= Michael S. Reynolds =

Hemingway scholar

In the 1970s

Michael Shane Reynolds (1937–2000) was Professor of English at North Carolina State University from 1965 to 1997. His main focus was the author Ernest Hemingway and his magnum opus was an extensive, five-volume biography:

1. The Young Hemingway (Blackwell, 1986),
2. Hemingway: The Paris Years (Blackwell, 1989)
3. Hemingway: The American Homecoming (Blackwell, 1992)
4. Hemingway: The 1930s (Norton, 1997)
5. Hemingway: The Final Years (Norton, 1999)

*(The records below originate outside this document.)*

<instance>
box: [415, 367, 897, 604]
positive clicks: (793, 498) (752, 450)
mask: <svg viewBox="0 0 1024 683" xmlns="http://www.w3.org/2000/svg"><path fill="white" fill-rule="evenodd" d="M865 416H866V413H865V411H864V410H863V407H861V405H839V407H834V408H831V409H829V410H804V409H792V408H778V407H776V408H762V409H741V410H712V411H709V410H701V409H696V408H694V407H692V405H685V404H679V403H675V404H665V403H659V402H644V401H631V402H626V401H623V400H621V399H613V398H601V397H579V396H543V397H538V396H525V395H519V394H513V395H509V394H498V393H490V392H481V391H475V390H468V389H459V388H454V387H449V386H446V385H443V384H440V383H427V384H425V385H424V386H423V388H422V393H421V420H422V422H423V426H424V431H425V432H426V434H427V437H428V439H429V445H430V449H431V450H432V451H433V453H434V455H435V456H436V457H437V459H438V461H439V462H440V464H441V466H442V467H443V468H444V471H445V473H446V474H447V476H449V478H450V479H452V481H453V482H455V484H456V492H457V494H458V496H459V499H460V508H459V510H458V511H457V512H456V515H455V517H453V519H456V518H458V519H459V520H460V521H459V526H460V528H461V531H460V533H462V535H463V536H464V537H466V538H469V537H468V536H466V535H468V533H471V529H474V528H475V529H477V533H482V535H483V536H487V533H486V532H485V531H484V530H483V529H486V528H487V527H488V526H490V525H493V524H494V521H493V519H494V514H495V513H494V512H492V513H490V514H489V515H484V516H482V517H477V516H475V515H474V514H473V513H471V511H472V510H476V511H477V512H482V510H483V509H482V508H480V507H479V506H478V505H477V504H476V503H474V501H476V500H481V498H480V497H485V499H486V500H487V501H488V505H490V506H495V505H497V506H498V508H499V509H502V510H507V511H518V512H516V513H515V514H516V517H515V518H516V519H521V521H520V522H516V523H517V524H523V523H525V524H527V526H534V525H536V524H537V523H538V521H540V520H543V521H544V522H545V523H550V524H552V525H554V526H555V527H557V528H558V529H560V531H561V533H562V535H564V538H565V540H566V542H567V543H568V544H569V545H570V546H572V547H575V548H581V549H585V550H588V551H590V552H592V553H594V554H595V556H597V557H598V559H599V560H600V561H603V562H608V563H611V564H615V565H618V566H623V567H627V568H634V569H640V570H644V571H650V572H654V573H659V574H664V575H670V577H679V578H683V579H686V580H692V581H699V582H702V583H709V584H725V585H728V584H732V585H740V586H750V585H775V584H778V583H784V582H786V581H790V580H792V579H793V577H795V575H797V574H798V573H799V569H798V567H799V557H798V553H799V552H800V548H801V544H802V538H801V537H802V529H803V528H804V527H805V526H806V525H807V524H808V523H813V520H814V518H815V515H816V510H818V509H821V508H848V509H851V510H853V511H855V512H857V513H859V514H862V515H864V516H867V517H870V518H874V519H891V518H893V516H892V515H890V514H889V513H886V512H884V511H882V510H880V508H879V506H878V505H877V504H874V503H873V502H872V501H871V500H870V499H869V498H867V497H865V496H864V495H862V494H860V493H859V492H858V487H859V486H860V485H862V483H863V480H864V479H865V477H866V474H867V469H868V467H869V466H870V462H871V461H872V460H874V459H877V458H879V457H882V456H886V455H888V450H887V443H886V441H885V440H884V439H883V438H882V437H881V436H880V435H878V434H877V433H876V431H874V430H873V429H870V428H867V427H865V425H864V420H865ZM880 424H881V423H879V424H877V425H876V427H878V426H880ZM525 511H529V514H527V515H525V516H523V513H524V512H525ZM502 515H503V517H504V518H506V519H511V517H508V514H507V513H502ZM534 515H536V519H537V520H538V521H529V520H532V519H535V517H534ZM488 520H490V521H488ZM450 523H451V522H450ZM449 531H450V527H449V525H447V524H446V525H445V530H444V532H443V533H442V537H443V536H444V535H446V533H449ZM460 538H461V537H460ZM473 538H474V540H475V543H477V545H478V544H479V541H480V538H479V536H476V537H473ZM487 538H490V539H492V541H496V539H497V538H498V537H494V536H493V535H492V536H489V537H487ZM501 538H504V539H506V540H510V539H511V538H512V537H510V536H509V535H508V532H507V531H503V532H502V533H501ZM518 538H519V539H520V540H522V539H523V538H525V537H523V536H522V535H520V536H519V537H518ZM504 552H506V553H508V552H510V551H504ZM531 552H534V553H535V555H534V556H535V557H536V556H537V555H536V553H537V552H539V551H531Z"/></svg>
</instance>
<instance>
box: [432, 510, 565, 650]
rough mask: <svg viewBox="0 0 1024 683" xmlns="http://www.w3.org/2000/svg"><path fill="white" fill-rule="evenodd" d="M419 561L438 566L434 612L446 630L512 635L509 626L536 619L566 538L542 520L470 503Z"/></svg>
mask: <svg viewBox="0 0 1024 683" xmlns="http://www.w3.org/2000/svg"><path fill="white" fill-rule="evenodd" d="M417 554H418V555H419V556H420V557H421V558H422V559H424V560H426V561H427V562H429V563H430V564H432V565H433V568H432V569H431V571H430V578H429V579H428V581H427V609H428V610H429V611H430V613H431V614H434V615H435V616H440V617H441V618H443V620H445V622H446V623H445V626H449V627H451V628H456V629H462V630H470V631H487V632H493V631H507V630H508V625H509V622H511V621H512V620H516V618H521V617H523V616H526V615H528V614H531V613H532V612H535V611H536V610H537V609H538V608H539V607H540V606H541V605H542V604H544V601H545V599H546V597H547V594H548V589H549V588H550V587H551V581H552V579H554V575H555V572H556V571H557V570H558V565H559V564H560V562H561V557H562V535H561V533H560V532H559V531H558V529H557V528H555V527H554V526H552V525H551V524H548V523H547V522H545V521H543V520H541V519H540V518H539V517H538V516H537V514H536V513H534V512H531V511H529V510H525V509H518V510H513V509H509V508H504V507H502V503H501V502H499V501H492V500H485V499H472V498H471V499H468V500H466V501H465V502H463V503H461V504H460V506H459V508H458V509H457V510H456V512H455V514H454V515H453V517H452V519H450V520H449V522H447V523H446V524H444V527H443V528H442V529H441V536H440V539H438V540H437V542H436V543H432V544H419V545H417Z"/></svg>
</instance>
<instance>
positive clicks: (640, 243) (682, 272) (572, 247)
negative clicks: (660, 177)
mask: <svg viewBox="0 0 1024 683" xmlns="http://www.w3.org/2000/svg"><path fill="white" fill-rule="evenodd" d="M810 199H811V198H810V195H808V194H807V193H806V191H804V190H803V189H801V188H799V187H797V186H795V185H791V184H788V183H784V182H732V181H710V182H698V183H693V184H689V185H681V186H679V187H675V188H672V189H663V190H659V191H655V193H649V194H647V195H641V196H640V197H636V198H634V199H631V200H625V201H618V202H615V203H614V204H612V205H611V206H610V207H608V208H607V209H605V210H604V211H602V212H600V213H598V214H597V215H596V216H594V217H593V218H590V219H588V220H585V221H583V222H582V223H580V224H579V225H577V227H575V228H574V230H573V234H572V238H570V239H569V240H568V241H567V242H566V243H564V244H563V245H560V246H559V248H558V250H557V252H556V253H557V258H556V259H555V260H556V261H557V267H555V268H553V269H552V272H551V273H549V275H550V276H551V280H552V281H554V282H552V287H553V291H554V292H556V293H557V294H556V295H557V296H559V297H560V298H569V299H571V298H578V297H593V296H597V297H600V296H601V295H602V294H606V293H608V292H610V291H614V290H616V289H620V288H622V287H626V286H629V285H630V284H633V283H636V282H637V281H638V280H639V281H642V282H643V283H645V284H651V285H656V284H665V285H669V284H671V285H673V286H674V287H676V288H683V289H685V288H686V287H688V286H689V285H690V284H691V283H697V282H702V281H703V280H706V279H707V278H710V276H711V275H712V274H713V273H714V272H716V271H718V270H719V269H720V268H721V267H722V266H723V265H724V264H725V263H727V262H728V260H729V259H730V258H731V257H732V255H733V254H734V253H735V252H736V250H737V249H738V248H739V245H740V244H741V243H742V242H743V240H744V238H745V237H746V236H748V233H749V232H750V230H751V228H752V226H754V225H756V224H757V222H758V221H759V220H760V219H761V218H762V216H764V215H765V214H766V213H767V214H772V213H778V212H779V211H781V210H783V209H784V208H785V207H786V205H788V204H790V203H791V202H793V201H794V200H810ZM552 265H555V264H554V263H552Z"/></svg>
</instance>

Reynolds studied Hemingway in a meticulous way, cataloguing the details of his life. His doctoral thesis at Duke University became his first book, Hemingway’s First War. This showed that Hemingway likewise did not just write from personal experience, as commonly supposed, but also did detailed research for his writing. The first volume of his biography, The Young Hemingway, was a finalist for the National Book Awards in 1986.

Reynolds was the son of a geologist, Raymond D Reynolds, Houston Texas. He married Ann Eubanks in 1960 and they had two daughters, including bassist Sean Yseult. His death at age 63 in Santa Fe, New Mexico was caused by pancreatic cancer.